Diethylenetriamine (abbreviated dien or DETA) and also known as 2,2’-Iminodi(ethylamine)) is an organic compound with the formula HN(CH_{2}CH_{2}NH_{2})_{2}. This colourless hygroscopic liquid is soluble in water and polar organic solvents, but not simple hydrocarbons. Diethylenetriamine is structural analogue of diethylene glycol. Its chemical properties resemble those for ethylene diamine, and it has similar uses. It is a weak base and its aqueous solution is alkaline. DETA is a byproduct of the production of ethylenediamine from ethylene dichloride.

==Reactions and uses==
Diethylenetriamine is a common curing agent for epoxy resins in epoxy adhesives and other thermosets. It is N-alkylated upon reaction with epoxide groups forming crosslinks.

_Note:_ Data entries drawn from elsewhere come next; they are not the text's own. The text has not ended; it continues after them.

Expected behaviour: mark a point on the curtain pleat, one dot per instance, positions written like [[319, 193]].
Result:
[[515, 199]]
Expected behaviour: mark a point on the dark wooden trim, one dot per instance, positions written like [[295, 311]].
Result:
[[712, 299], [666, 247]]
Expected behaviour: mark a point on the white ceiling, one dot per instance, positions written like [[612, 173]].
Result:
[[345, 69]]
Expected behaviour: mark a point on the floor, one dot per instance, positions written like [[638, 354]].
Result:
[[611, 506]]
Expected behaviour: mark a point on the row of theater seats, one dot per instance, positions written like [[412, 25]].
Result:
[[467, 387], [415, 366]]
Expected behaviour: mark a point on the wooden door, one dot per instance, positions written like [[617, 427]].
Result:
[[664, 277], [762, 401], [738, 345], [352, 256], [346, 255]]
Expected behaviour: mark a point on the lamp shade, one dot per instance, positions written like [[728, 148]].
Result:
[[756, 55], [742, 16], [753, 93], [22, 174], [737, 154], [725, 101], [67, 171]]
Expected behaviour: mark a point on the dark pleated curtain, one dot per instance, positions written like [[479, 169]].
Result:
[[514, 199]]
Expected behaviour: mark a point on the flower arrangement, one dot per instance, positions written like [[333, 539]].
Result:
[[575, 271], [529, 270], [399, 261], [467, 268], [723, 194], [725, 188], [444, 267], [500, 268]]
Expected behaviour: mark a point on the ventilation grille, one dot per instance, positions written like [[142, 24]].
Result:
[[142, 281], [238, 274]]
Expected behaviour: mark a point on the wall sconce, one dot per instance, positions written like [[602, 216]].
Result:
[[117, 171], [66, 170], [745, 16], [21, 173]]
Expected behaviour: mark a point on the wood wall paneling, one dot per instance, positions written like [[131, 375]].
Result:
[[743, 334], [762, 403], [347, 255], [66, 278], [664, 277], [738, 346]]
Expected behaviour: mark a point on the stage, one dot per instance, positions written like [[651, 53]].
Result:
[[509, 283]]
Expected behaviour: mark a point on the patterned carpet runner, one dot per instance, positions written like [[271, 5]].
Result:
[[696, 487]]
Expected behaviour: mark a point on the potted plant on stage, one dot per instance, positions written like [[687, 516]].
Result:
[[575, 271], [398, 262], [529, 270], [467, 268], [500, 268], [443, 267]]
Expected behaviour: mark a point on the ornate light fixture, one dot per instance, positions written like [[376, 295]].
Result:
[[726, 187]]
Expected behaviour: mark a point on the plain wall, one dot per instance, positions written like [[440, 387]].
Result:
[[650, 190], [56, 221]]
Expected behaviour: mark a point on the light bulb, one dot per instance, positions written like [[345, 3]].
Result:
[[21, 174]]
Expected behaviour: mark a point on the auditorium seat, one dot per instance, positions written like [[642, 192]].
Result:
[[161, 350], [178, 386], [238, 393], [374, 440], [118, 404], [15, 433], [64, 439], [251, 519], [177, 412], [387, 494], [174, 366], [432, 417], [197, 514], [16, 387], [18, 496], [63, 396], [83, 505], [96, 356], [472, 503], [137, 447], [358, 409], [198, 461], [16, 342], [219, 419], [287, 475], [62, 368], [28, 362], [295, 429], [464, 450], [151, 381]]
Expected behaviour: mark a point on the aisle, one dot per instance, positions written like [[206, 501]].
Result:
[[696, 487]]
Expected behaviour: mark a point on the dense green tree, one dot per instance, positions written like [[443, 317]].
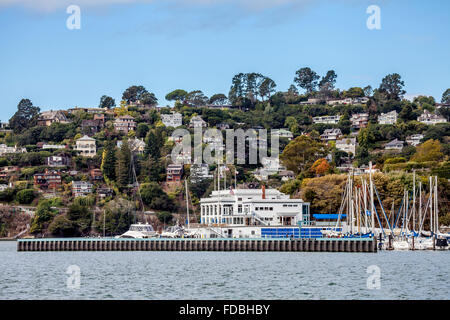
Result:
[[176, 95], [267, 88], [153, 196], [354, 92], [153, 145], [119, 215], [135, 93], [43, 214], [446, 96], [142, 130], [25, 196], [81, 217], [367, 91], [109, 160], [218, 99], [392, 85], [123, 166], [430, 150], [300, 154], [197, 98], [327, 82], [148, 99], [62, 227], [106, 102], [25, 116], [307, 79]]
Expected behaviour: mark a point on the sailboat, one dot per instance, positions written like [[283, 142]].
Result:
[[138, 230]]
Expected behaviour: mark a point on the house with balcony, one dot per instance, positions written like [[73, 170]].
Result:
[[105, 192], [430, 118], [388, 118], [359, 120], [90, 127], [282, 133], [124, 124], [50, 179], [86, 146], [394, 145], [331, 134], [174, 173], [4, 149], [172, 120], [200, 172], [96, 174], [46, 118], [136, 145], [81, 188], [347, 145], [327, 119], [414, 139], [197, 122], [58, 161]]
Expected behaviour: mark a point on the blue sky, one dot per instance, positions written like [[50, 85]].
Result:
[[200, 44]]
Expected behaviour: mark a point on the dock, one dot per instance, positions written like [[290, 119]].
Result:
[[199, 244]]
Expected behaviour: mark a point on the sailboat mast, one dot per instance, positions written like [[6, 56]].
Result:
[[420, 206], [414, 201], [372, 206], [436, 213], [431, 205], [187, 202]]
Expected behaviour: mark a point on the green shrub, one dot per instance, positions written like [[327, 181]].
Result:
[[25, 196]]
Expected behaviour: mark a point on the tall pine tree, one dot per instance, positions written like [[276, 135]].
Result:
[[152, 145], [109, 160], [123, 169]]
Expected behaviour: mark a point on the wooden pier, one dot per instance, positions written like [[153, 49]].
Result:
[[159, 244]]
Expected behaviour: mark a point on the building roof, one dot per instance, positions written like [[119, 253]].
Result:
[[86, 138]]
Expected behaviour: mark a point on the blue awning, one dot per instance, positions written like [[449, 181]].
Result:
[[332, 216]]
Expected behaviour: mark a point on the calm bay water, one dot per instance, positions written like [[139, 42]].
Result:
[[222, 275]]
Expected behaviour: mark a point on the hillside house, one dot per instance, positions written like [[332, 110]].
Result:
[[172, 120], [4, 149], [50, 179], [197, 122], [90, 127], [86, 146], [347, 145], [174, 173], [388, 118], [96, 174], [124, 124], [331, 134], [57, 161], [414, 139], [430, 118], [359, 120], [81, 188], [327, 119], [394, 145], [46, 118]]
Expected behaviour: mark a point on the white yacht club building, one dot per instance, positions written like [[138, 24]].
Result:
[[242, 212]]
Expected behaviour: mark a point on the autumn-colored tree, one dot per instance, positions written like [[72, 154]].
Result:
[[300, 154], [320, 167], [430, 150]]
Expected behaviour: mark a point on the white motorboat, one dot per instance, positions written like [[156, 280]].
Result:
[[400, 245], [173, 232], [139, 231], [422, 243]]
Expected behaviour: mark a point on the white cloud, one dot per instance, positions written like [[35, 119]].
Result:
[[52, 5]]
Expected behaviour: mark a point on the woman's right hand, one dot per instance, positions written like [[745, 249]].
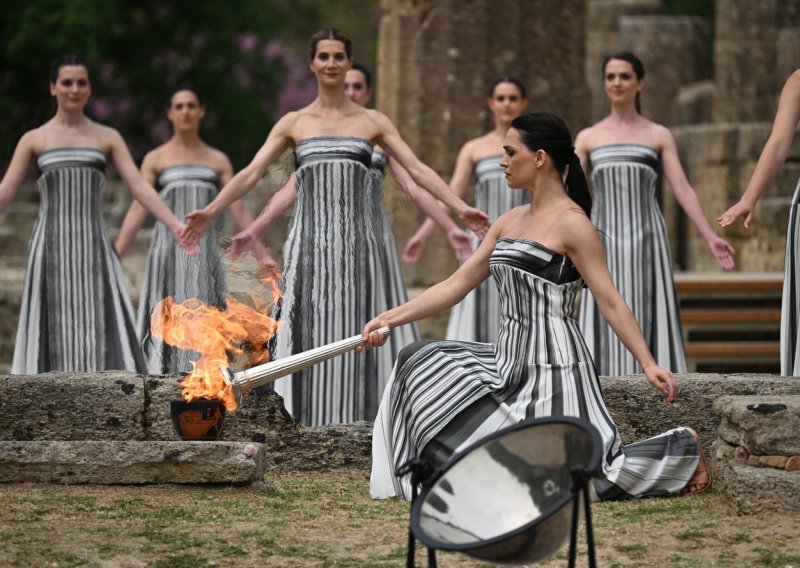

Idealized structure of a triamine-cured epoxy glue. The resin's epoxide groups have all reacted with the N-H groups of the triamine hardener. The resulting highly crosslinked material contains many OH groups, which confer adhesive properties.

In coordination chemistry, it serves as a tridentate ligand forming complexes such as Co(dien)(NO_{2})_{3}. It also serves as the backbone of pentetic acid, which allows even higher denticity.

Like some related amines, it is used in oil industry for the extraction of acid gas.

Like ethylenediamine, DETA can also be used to sensitize nitromethane, making a liquid explosive compound similar to PLX. This compound is cap sensitive with an explosive velocity of around 6200 m/s and is discussed in patent #3,713,915. Mixed with unsymmetrical dimethylhydrazine it was used as Hydyne, a propellent for liquid-fuel rockets.

DETA has been evaluated for use in the Countermine System under development by the U.S. Office of Naval Research, where it would be used to ignite and consume the explosive fill of land mines in beach and surf zones.